Thanks so much for reading this guest post and if you read and enjoy Dark Memories, I’d love to hear from you.
ABOUT THE AUTHOR:
Born in Scotland, Made in Bradford sums up Liz Mistry’s life. Over thirty years ago she moved from a small village in West Lothian to Yorkshire to get her teaching degree. Once here, Liz fell in love with three things; curries, the rich cultural diversity of the city … and her Indian husband (not necessarily in this order). Now thirty years, three children, two cats (Winky and Scumpy) and a huge extended family later, Liz uses her experiences of living and working in the inner city to flavour her writing. Her gritty crime fiction police procedural novels set in Bradford embrace the city she describes as ‘Warm, Rich and Fearless’ whilst exploring the darkness that lurks beneath.
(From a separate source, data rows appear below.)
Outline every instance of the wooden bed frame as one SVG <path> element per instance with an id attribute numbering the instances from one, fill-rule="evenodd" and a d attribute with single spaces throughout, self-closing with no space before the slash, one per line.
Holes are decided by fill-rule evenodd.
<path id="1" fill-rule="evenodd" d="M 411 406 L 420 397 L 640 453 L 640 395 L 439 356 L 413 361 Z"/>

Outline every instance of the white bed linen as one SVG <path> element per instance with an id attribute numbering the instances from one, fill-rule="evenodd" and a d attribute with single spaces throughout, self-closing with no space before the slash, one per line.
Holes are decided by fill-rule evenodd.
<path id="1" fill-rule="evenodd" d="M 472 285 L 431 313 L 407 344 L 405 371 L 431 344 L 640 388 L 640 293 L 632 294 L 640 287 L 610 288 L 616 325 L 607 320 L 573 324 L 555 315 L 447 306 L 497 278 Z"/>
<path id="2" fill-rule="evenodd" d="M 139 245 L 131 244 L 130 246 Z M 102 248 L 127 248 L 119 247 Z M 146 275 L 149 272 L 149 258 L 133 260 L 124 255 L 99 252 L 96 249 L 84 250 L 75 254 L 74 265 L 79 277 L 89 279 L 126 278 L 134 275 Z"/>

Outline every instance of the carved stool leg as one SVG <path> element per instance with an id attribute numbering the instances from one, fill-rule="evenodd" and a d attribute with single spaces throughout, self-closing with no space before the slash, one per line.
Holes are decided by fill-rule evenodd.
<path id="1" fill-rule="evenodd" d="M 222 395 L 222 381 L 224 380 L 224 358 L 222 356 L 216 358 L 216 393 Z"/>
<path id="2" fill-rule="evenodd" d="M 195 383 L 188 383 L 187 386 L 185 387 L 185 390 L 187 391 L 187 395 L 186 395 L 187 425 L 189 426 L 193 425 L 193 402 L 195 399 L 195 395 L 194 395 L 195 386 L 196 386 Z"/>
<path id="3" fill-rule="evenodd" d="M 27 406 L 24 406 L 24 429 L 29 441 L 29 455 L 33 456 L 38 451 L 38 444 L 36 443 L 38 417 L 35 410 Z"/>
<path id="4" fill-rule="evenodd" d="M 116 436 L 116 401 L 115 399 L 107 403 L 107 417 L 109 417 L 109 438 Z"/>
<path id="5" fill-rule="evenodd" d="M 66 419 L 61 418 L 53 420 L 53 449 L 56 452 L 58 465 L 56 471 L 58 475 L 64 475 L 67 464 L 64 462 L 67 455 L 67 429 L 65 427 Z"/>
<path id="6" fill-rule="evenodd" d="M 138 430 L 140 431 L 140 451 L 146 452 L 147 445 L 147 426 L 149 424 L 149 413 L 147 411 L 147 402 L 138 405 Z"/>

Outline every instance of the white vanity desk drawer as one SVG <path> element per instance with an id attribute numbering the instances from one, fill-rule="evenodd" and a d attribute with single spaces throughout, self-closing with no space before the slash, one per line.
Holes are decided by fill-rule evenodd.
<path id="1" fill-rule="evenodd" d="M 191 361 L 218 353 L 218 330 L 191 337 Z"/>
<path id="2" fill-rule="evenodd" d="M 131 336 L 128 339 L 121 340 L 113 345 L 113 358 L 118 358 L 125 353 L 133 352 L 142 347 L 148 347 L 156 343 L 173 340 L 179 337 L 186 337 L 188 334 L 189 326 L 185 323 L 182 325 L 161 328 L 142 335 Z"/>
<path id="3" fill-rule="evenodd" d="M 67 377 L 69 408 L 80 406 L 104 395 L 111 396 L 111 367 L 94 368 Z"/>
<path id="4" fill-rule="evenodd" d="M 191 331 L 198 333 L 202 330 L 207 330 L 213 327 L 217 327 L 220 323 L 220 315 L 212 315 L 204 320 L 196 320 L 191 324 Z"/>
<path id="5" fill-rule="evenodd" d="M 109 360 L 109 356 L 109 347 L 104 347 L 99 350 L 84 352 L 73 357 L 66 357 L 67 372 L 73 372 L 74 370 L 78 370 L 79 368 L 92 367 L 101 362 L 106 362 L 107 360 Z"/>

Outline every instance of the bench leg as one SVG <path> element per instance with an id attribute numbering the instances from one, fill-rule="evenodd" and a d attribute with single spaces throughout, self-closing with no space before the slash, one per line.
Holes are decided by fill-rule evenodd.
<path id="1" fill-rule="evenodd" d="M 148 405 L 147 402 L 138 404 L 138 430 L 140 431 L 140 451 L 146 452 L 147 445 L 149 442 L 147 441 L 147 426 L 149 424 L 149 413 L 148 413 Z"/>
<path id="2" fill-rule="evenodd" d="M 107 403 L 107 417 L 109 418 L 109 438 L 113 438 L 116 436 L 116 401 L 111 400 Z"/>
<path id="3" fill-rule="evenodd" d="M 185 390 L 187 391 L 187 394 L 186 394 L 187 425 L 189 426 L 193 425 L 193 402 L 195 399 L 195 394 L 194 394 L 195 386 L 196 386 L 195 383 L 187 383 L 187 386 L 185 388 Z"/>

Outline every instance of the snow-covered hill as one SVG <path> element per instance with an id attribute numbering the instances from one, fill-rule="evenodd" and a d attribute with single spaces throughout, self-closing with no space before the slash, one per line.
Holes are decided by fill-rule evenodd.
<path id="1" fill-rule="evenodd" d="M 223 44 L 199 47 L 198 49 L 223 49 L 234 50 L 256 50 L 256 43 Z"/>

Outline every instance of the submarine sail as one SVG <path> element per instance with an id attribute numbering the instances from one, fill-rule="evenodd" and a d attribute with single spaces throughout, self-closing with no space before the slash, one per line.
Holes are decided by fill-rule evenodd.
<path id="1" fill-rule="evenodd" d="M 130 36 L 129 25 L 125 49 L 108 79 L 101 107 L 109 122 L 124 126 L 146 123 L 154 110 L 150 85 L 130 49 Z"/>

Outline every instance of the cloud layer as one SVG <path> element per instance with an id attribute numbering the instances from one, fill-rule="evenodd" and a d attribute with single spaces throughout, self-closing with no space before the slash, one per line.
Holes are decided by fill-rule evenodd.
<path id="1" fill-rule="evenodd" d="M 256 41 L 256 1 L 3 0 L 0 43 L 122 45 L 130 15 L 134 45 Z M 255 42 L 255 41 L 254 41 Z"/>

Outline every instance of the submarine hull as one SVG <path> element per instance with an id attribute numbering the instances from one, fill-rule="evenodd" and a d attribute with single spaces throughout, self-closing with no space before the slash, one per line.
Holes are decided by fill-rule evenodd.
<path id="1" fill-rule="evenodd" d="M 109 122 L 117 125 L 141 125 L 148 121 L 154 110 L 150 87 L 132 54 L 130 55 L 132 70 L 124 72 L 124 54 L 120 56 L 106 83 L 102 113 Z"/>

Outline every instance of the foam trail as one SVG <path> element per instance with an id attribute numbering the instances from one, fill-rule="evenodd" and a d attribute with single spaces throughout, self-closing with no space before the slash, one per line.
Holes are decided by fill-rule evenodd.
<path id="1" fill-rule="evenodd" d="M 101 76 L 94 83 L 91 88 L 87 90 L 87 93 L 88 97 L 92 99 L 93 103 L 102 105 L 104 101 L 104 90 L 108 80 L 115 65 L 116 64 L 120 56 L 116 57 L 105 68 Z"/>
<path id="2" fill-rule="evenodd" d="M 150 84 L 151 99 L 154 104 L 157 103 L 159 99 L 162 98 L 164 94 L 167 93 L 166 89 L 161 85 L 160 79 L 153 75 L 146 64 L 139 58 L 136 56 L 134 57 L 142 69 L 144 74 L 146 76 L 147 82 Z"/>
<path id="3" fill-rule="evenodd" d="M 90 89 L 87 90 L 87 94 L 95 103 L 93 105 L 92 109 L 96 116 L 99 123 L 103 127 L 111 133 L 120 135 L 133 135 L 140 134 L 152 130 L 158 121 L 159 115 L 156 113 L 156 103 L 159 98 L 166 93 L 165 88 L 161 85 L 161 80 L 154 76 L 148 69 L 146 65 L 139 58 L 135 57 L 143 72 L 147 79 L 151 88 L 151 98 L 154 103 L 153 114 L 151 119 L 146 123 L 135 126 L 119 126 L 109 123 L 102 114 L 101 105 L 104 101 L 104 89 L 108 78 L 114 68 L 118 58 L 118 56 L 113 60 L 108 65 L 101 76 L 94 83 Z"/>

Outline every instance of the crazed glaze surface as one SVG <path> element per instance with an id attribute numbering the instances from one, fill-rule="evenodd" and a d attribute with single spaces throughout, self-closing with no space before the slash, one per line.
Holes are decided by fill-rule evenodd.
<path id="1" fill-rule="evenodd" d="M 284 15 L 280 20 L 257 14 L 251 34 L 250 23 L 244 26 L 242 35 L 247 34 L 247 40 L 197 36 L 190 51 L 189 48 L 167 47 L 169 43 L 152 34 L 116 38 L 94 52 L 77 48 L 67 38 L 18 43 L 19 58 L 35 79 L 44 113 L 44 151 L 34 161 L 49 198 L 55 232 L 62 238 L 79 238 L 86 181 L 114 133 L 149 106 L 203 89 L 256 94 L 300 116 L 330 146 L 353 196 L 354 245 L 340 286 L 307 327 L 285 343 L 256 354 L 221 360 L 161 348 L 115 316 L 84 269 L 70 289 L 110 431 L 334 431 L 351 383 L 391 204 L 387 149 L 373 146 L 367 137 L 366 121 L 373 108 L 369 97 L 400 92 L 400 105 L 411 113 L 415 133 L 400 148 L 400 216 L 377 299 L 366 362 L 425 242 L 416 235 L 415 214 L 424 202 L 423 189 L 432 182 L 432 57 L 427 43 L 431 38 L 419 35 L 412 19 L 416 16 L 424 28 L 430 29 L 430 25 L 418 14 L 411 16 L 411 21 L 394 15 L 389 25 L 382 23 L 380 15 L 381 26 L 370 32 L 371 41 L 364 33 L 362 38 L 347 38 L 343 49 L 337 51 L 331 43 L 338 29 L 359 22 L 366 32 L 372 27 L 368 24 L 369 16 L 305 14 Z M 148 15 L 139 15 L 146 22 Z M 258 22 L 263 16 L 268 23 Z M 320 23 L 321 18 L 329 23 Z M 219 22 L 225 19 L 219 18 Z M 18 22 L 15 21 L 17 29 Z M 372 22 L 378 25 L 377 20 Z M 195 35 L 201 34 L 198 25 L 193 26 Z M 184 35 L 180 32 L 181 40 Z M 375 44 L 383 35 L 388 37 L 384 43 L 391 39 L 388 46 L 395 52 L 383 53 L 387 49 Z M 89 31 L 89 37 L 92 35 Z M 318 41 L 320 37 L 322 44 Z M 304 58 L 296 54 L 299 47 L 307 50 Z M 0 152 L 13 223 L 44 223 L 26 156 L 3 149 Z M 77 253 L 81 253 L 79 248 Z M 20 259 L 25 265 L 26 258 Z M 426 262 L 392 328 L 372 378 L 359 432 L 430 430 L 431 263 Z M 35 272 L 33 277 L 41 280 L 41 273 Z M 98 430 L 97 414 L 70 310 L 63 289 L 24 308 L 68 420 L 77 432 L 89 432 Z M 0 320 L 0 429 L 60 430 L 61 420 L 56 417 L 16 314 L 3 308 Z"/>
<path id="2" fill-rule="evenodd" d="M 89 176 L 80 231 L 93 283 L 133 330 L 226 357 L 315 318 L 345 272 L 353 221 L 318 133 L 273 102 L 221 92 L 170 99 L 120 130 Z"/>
Struggling with severe clinical depression and anxiety for a large number of years, Liz often includes mental health themes in her writing. She credits the MA in Creative Writing she took at Leeds Trinity University with helping her find a way of using her writing to navigate her ongoing mental health struggles. Being a debut novelist in her fifties was something Liz had only dreamed of and she counts herself lucky, whilst pinching herself regularly to make sure it’s all real. One of the nicest things about being a published author is chatting with and responding to readers’ feedback and Liz regularly does events at local libraries, universities, literature festivals and open mics. She also teaches creative writing too. Now, having nearly completed a PhD in Creative Writing focussing on ‘the absence of the teen voice in adult crime fiction’ and ‘why expansive narratives matter’, Liz is chock full of ideas to continue writing.
In her spare time, Liz loves pub quizzes (although she admits to being rubbish at them), dancing (she does a mean jig to Proud Mary – her opinion, not ratified by her family), visiting the varied Yorkshire landscape, with Robin Hoods Bay being one of her favourite coastal destinations, listening to music, reading and blogging about all things crime fiction on her blog, The Crime Warp.